Você vai encher os vazios com as suas mãos.
E algumas pessoas vão te amar, outras vão te achar um despropósito.

Desculpe poeta, mas não resisti precisava de uma poesia para hoje.

sábado, 11 de dezembro de 2010

11 de dezembro

“Maria lavava
São José estendia
Menino chorava
Com o frio que fazia"








Música que minha mãe me ninava e me enchia de tristeza e angústia, era triste saber que um menino sentia frio. O sono me acalmava.

Num Natal decidi acabar com a tristeza do mundo: a minha e a do menino, que eram as que me importavam.

Olhando o menino que ficava na manjedoura, na verdade uma bandejinha de veludo vermelho com uma perna cambaia, enfeitada com uma palha artificial, não titubeei: vesti no coitado que chorava e sentia frio uma calçinha rosa com rendinhas brancas.

- Menina, o que é isto?
- Para o menino não sentir frio.

Não lembro de alguém ter contestado a calçinha, o meu mundo sorriu: meu pai, minha mãe, meu irmão.

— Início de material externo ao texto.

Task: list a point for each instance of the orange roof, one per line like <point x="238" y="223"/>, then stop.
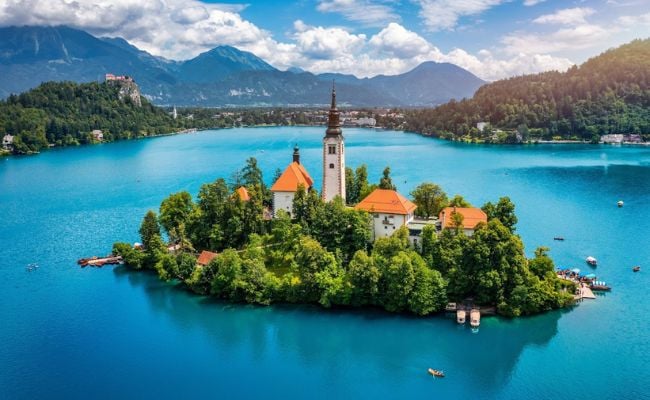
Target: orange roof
<point x="386" y="201"/>
<point x="243" y="193"/>
<point x="205" y="257"/>
<point x="291" y="178"/>
<point x="471" y="216"/>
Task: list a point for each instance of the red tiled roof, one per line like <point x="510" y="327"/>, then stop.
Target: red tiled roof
<point x="205" y="257"/>
<point x="471" y="216"/>
<point x="291" y="178"/>
<point x="243" y="193"/>
<point x="386" y="201"/>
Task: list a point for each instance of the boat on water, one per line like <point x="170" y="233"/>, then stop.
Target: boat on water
<point x="460" y="316"/>
<point x="599" y="286"/>
<point x="436" y="373"/>
<point x="475" y="318"/>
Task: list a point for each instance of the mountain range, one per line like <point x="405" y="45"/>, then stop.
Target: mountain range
<point x="223" y="76"/>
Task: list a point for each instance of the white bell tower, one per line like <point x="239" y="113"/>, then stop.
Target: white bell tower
<point x="333" y="155"/>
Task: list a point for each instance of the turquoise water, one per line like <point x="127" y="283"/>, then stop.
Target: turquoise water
<point x="108" y="333"/>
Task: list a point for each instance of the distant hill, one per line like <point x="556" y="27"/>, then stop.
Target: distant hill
<point x="65" y="113"/>
<point x="223" y="76"/>
<point x="608" y="94"/>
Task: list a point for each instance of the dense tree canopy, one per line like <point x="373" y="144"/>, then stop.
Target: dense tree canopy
<point x="324" y="254"/>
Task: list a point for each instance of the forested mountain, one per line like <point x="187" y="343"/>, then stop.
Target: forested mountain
<point x="223" y="76"/>
<point x="608" y="94"/>
<point x="65" y="113"/>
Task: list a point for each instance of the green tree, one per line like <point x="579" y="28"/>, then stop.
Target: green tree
<point x="149" y="228"/>
<point x="429" y="198"/>
<point x="175" y="212"/>
<point x="386" y="182"/>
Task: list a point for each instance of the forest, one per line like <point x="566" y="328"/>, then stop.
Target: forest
<point x="322" y="253"/>
<point x="608" y="94"/>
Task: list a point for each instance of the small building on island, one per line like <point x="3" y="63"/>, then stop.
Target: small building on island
<point x="389" y="210"/>
<point x="285" y="188"/>
<point x="470" y="218"/>
<point x="8" y="141"/>
<point x="205" y="257"/>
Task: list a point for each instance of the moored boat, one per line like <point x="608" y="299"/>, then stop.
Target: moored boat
<point x="599" y="286"/>
<point x="436" y="373"/>
<point x="460" y="316"/>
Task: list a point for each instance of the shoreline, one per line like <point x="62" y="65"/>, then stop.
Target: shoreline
<point x="5" y="153"/>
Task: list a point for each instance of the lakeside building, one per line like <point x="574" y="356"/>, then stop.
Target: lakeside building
<point x="205" y="257"/>
<point x="471" y="218"/>
<point x="285" y="188"/>
<point x="97" y="135"/>
<point x="8" y="141"/>
<point x="389" y="210"/>
<point x="333" y="155"/>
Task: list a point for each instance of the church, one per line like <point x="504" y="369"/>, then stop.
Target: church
<point x="285" y="188"/>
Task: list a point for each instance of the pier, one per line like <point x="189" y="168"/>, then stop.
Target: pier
<point x="100" y="261"/>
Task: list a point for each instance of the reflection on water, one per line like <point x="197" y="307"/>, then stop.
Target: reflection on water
<point x="398" y="346"/>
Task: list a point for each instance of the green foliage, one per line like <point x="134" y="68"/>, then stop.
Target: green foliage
<point x="386" y="182"/>
<point x="430" y="199"/>
<point x="149" y="228"/>
<point x="321" y="256"/>
<point x="504" y="211"/>
<point x="607" y="94"/>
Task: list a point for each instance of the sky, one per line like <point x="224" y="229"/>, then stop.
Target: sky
<point x="493" y="39"/>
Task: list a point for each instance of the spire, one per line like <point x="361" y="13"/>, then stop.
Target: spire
<point x="333" y="122"/>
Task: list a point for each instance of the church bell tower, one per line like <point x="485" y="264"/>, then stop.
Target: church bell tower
<point x="333" y="155"/>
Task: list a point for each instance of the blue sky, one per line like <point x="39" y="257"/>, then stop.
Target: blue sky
<point x="491" y="38"/>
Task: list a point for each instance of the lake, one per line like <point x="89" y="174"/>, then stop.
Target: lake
<point x="110" y="333"/>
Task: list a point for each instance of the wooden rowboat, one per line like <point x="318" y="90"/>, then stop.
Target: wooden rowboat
<point x="436" y="373"/>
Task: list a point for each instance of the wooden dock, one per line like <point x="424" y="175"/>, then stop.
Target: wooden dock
<point x="584" y="293"/>
<point x="100" y="261"/>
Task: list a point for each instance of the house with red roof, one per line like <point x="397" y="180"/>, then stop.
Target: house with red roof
<point x="472" y="216"/>
<point x="205" y="257"/>
<point x="389" y="210"/>
<point x="285" y="188"/>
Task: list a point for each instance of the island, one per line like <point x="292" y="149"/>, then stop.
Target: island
<point x="353" y="244"/>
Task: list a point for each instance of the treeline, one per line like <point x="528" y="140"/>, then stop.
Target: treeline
<point x="608" y="94"/>
<point x="65" y="113"/>
<point x="323" y="254"/>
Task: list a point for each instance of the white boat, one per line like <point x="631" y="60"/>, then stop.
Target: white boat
<point x="460" y="316"/>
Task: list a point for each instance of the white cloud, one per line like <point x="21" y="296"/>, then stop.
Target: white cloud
<point x="629" y="21"/>
<point x="181" y="29"/>
<point x="400" y="42"/>
<point x="568" y="16"/>
<point x="444" y="14"/>
<point x="565" y="39"/>
<point x="365" y="12"/>
<point x="174" y="28"/>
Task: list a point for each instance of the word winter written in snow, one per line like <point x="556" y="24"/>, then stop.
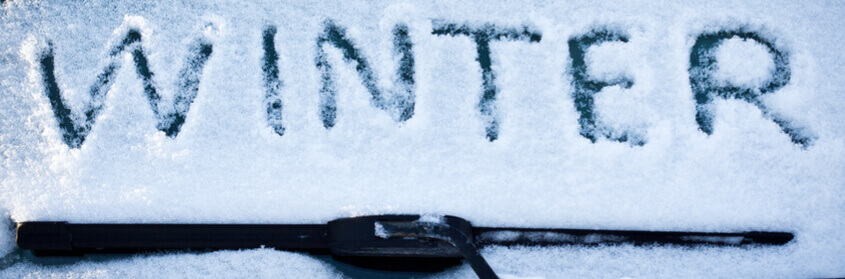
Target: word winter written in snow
<point x="399" y="102"/>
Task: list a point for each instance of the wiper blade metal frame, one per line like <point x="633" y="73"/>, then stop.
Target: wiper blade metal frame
<point x="403" y="236"/>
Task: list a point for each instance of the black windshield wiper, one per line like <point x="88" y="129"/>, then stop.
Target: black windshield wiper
<point x="402" y="236"/>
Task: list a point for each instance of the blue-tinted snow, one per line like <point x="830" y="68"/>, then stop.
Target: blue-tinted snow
<point x="227" y="164"/>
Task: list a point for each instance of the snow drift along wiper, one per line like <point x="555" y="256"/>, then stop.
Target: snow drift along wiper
<point x="403" y="236"/>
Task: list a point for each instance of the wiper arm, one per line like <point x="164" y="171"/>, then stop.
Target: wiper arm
<point x="401" y="236"/>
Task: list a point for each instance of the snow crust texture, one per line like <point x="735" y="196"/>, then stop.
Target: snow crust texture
<point x="646" y="115"/>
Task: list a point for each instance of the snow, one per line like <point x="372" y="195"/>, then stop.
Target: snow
<point x="227" y="164"/>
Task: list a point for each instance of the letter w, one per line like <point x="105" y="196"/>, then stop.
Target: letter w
<point x="75" y="129"/>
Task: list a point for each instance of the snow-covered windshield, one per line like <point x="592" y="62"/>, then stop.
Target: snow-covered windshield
<point x="639" y="115"/>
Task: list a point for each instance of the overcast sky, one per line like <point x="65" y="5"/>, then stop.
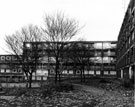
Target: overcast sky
<point x="101" y="19"/>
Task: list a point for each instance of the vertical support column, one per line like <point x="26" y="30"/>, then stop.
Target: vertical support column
<point x="121" y="74"/>
<point x="130" y="72"/>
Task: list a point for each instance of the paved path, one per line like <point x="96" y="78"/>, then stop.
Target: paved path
<point x="107" y="98"/>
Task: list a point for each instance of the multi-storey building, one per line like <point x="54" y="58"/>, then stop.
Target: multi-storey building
<point x="126" y="44"/>
<point x="10" y="69"/>
<point x="101" y="58"/>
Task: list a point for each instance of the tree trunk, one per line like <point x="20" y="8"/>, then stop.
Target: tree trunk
<point x="81" y="77"/>
<point x="56" y="70"/>
<point x="30" y="80"/>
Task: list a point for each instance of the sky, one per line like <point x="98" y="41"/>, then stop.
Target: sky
<point x="101" y="19"/>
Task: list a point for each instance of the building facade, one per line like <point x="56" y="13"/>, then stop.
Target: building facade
<point x="126" y="44"/>
<point x="99" y="58"/>
<point x="10" y="69"/>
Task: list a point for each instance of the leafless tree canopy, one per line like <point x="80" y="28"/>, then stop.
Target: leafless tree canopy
<point x="15" y="41"/>
<point x="58" y="28"/>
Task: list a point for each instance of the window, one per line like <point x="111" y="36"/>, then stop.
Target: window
<point x="112" y="72"/>
<point x="2" y="57"/>
<point x="106" y="72"/>
<point x="2" y="70"/>
<point x="133" y="35"/>
<point x="8" y="57"/>
<point x="98" y="72"/>
<point x="8" y="70"/>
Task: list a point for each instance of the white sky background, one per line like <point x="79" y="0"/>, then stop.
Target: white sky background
<point x="102" y="18"/>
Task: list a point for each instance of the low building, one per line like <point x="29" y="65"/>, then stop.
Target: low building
<point x="101" y="58"/>
<point x="10" y="69"/>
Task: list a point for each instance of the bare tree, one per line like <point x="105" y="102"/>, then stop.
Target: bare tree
<point x="15" y="42"/>
<point x="58" y="30"/>
<point x="80" y="56"/>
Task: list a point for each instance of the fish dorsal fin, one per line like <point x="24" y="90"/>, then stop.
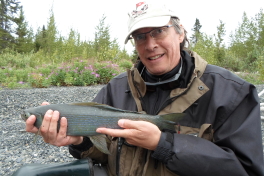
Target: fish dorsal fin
<point x="86" y="104"/>
<point x="172" y="118"/>
<point x="100" y="106"/>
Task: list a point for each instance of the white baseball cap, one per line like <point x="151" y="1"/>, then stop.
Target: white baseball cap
<point x="148" y="15"/>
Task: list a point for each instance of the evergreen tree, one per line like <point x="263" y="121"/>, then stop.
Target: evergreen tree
<point x="8" y="10"/>
<point x="24" y="36"/>
<point x="102" y="36"/>
<point x="51" y="35"/>
<point x="196" y="29"/>
<point x="219" y="38"/>
<point x="41" y="38"/>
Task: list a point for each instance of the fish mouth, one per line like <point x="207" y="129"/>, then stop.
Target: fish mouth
<point x="155" y="57"/>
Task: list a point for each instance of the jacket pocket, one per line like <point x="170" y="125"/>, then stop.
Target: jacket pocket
<point x="206" y="132"/>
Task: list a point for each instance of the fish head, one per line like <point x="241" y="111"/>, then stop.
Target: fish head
<point x="25" y="115"/>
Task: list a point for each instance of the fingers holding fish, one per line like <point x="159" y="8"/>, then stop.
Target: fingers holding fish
<point x="138" y="133"/>
<point x="30" y="124"/>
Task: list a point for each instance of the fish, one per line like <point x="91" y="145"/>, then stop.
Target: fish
<point x="85" y="117"/>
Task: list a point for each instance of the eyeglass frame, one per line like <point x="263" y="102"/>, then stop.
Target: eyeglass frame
<point x="131" y="36"/>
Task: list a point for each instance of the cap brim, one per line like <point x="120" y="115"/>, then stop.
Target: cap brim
<point x="149" y="22"/>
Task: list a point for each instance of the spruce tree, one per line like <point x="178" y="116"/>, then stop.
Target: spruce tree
<point x="8" y="10"/>
<point x="197" y="31"/>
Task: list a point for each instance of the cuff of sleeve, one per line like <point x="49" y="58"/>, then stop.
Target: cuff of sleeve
<point x="85" y="145"/>
<point x="163" y="151"/>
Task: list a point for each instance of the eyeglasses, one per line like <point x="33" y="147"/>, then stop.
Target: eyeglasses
<point x="158" y="33"/>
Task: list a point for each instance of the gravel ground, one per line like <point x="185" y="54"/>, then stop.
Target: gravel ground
<point x="17" y="147"/>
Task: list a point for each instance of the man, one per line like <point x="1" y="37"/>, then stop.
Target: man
<point x="220" y="135"/>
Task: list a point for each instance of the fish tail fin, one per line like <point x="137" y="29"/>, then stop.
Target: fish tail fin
<point x="172" y="118"/>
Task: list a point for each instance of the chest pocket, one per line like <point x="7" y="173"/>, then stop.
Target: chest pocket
<point x="205" y="131"/>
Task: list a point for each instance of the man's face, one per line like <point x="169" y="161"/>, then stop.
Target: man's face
<point x="160" y="55"/>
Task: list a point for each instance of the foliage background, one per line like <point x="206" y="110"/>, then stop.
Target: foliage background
<point x="46" y="58"/>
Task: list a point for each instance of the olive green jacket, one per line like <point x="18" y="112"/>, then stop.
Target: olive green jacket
<point x="221" y="134"/>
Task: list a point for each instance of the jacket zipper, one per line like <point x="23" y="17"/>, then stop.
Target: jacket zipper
<point x="168" y="101"/>
<point x="119" y="148"/>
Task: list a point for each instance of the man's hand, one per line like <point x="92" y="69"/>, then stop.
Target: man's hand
<point x="138" y="133"/>
<point x="48" y="129"/>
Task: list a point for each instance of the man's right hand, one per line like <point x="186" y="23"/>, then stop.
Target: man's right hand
<point x="48" y="129"/>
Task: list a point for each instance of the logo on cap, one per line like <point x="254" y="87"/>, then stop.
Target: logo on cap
<point x="141" y="8"/>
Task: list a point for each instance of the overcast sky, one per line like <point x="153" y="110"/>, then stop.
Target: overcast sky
<point x="83" y="15"/>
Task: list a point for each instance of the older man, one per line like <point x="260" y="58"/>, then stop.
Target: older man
<point x="221" y="133"/>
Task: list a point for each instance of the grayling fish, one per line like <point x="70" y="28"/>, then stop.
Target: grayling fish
<point x="84" y="118"/>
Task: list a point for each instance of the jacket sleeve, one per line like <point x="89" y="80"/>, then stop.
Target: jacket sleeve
<point x="237" y="148"/>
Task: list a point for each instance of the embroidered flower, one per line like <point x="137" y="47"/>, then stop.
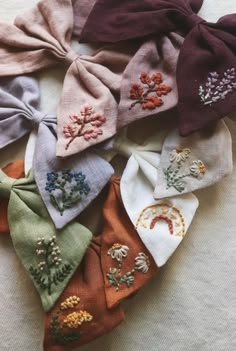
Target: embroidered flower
<point x="118" y="251"/>
<point x="50" y="270"/>
<point x="143" y="94"/>
<point x="75" y="319"/>
<point x="84" y="125"/>
<point x="179" y="154"/>
<point x="174" y="177"/>
<point x="142" y="262"/>
<point x="218" y="87"/>
<point x="60" y="324"/>
<point x="198" y="168"/>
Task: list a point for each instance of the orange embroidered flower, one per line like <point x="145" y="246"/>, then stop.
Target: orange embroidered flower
<point x="142" y="94"/>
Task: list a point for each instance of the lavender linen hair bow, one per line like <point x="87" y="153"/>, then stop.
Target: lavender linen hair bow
<point x="41" y="38"/>
<point x="67" y="186"/>
<point x="206" y="68"/>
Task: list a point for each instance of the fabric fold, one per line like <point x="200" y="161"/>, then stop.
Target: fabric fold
<point x="126" y="262"/>
<point x="50" y="256"/>
<point x="14" y="170"/>
<point x="206" y="81"/>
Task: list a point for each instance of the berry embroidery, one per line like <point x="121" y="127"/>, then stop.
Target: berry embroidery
<point x="85" y="124"/>
<point x="218" y="87"/>
<point x="143" y="93"/>
<point x="171" y="215"/>
<point x="119" y="252"/>
<point x="50" y="270"/>
<point x="174" y="177"/>
<point x="64" y="326"/>
<point x="66" y="188"/>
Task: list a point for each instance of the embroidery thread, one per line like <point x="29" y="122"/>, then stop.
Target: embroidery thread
<point x="115" y="277"/>
<point x="218" y="87"/>
<point x="85" y="125"/>
<point x="61" y="324"/>
<point x="66" y="188"/>
<point x="47" y="273"/>
<point x="173" y="176"/>
<point x="168" y="213"/>
<point x="150" y="84"/>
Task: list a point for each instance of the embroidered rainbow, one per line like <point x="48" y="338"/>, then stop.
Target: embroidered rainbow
<point x="168" y="213"/>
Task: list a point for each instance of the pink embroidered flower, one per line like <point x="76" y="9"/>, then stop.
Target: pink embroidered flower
<point x="70" y="130"/>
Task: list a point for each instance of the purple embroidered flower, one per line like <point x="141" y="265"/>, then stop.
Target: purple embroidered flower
<point x="66" y="188"/>
<point x="217" y="88"/>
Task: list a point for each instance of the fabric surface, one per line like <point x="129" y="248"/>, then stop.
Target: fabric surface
<point x="194" y="162"/>
<point x="50" y="256"/>
<point x="191" y="306"/>
<point x="14" y="170"/>
<point x="122" y="252"/>
<point x="79" y="298"/>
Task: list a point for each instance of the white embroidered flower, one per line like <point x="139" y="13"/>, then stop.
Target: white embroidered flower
<point x="179" y="154"/>
<point x="198" y="168"/>
<point x="118" y="251"/>
<point x="142" y="262"/>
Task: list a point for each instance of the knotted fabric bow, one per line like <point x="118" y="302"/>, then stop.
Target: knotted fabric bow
<point x="66" y="186"/>
<point x="206" y="69"/>
<point x="81" y="314"/>
<point x="40" y="38"/>
<point x="50" y="256"/>
<point x="163" y="224"/>
<point x="194" y="162"/>
<point x="13" y="170"/>
<point x="127" y="264"/>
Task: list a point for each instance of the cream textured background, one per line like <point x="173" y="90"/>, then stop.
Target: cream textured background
<point x="190" y="305"/>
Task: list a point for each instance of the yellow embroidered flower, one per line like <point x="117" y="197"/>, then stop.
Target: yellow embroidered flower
<point x="70" y="302"/>
<point x="179" y="154"/>
<point x="142" y="262"/>
<point x="75" y="319"/>
<point x="198" y="168"/>
<point x="118" y="251"/>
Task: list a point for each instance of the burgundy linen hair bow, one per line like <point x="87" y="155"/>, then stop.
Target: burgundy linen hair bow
<point x="206" y="68"/>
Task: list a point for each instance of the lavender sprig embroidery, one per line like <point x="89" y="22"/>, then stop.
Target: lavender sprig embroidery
<point x="218" y="87"/>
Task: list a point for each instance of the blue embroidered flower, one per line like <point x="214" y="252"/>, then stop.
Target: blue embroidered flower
<point x="66" y="188"/>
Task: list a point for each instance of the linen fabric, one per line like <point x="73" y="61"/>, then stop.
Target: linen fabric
<point x="20" y="112"/>
<point x="206" y="80"/>
<point x="148" y="84"/>
<point x="81" y="8"/>
<point x="194" y="162"/>
<point x="86" y="293"/>
<point x="14" y="170"/>
<point x="121" y="247"/>
<point x="112" y="21"/>
<point x="49" y="256"/>
<point x="161" y="225"/>
<point x="40" y="38"/>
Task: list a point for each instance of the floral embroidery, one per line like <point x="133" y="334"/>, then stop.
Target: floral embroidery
<point x="60" y="327"/>
<point x="151" y="84"/>
<point x="86" y="125"/>
<point x="66" y="188"/>
<point x="151" y="215"/>
<point x="47" y="273"/>
<point x="217" y="88"/>
<point x="118" y="252"/>
<point x="173" y="176"/>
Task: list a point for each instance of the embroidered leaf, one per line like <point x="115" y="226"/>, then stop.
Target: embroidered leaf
<point x="142" y="94"/>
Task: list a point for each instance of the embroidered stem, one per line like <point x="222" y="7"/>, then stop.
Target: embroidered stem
<point x="115" y="276"/>
<point x="47" y="274"/>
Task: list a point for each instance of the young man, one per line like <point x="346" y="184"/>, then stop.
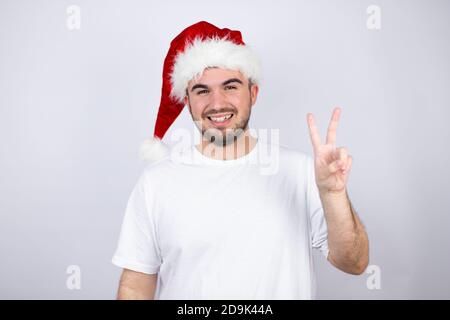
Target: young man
<point x="211" y="226"/>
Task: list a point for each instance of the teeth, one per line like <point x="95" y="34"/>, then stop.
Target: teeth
<point x="221" y="119"/>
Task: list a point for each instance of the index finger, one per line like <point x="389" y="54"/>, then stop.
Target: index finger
<point x="313" y="132"/>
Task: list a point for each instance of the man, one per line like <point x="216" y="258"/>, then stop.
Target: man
<point x="211" y="226"/>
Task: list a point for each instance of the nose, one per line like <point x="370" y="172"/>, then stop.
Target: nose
<point x="217" y="100"/>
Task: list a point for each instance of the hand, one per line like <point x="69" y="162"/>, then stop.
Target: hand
<point x="332" y="165"/>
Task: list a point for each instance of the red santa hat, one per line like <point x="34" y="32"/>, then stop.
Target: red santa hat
<point x="196" y="48"/>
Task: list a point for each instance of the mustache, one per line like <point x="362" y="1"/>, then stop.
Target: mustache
<point x="215" y="111"/>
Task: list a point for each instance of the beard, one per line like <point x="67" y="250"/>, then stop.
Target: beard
<point x="225" y="136"/>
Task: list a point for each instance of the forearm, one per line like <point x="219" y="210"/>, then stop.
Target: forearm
<point x="347" y="239"/>
<point x="137" y="286"/>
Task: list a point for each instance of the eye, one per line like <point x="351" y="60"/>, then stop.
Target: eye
<point x="202" y="91"/>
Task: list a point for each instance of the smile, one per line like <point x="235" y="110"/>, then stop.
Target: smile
<point x="220" y="118"/>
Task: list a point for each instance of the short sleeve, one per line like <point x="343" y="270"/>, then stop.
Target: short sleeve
<point x="137" y="248"/>
<point x="319" y="231"/>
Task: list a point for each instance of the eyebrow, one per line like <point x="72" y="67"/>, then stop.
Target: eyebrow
<point x="204" y="86"/>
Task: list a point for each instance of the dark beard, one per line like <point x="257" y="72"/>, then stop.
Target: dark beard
<point x="227" y="136"/>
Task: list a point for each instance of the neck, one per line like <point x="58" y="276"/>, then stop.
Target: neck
<point x="239" y="148"/>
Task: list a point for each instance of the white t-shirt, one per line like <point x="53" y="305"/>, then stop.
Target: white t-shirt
<point x="226" y="229"/>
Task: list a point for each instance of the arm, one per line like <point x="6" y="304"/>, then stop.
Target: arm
<point x="347" y="240"/>
<point x="137" y="286"/>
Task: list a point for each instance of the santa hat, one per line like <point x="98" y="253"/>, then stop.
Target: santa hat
<point x="196" y="48"/>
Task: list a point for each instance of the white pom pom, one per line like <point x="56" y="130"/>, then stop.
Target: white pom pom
<point x="153" y="149"/>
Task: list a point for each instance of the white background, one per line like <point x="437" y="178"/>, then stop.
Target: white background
<point x="75" y="106"/>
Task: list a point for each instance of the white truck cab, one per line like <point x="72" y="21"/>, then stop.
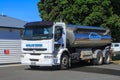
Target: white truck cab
<point x="47" y="43"/>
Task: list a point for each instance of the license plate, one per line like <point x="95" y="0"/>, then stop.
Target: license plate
<point x="33" y="63"/>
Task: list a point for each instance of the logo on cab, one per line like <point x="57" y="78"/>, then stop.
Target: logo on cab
<point x="94" y="36"/>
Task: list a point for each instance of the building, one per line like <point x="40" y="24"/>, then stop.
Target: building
<point x="10" y="41"/>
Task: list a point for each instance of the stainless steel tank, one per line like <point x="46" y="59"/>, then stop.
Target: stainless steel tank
<point x="87" y="36"/>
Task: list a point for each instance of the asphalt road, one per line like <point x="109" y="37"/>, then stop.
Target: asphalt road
<point x="77" y="72"/>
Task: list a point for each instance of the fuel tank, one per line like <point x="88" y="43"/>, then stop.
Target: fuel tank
<point x="87" y="36"/>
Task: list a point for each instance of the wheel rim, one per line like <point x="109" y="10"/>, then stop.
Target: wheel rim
<point x="64" y="61"/>
<point x="107" y="58"/>
<point x="100" y="59"/>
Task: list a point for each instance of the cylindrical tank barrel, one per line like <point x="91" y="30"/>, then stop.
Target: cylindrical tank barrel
<point x="87" y="36"/>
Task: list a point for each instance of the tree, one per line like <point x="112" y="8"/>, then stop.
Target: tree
<point x="84" y="12"/>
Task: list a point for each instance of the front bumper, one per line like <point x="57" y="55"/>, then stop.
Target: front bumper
<point x="39" y="60"/>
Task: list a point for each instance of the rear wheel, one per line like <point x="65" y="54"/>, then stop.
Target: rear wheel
<point x="34" y="67"/>
<point x="107" y="58"/>
<point x="99" y="59"/>
<point x="64" y="62"/>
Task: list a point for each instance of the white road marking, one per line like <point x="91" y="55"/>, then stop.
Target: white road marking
<point x="10" y="65"/>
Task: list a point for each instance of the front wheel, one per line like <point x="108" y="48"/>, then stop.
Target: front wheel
<point x="64" y="62"/>
<point x="34" y="67"/>
<point x="107" y="58"/>
<point x="99" y="59"/>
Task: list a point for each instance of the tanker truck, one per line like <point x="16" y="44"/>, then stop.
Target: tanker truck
<point x="46" y="43"/>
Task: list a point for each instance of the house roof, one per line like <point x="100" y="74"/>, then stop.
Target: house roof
<point x="9" y="22"/>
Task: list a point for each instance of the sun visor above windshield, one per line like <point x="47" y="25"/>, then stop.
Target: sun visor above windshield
<point x="39" y="23"/>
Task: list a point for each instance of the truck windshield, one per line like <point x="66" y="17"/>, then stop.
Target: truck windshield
<point x="37" y="33"/>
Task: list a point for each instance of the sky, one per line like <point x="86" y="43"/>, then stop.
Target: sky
<point x="26" y="10"/>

O menino? Este sorria sempre.

10 de dezembro



Manoel de Barros não fala de Natal, mas fala de que então, quando diz:

“As coisas que não levam a nada tem grande importância”

Que motivo alguém teria para dar abrigo a um casal pobre - ele, carpinteiro, ela dona de casa, grávida já a ponto de dar ao mundo o que o mundo não queria – mais uma boca para comer; sem casa, expulsos de sua terra por força da violência.

Ainda hoje se pensa assim, não aprendemos nada.


9 de dezembro



A viagem de Maria e José




Descubro em Mia Couto, poeta e escritor de Moçambique, a frase que precisava para a viagem:

“A pessoa viaja é para ser esperado, do outro lado a mão de gente que é nossa, com nome e história. Como um laço que pede as duas pontas.”

José e Maria já sabiam da história que traziam, queriam contá-la, mas naquele momento homens ocupados com seus medos não podiam ouvi-los, preferiam repetir suas pobres histórias.


Nota: a imagem de Ramon Faria é de poucos traços, simples como as grandes artes.

quarta-feira, 8 de dezembro de 2010

8 de dezembro

Dia de Nossa Senhora da Conceição.




Abro esta janela como se abrisse a minha alma.

Uma frase muito curta:

Feliz Aniversário Mãe!

Mais do que isto hoje não dá.

7 de dezembro

“Eu pensei que todo mundo fosse filho de Papai Noel


E somos, mas adultos exigem que se expliquem os presentes.

Os pequenos, ao contrário, se não encontram uma explicação para o que ganham fazem uma bola com o papel e se põem a jogar, criam a explicação.

6 de dezembro



Noite estrelada e fria como aquela que o Menino iluminou.

No momento de maior escuridão da noite a madrugada levanta o negro véu e a primeira luz se insinua. No momento de maior brilho da lua, Apolo encilha seus cavalos.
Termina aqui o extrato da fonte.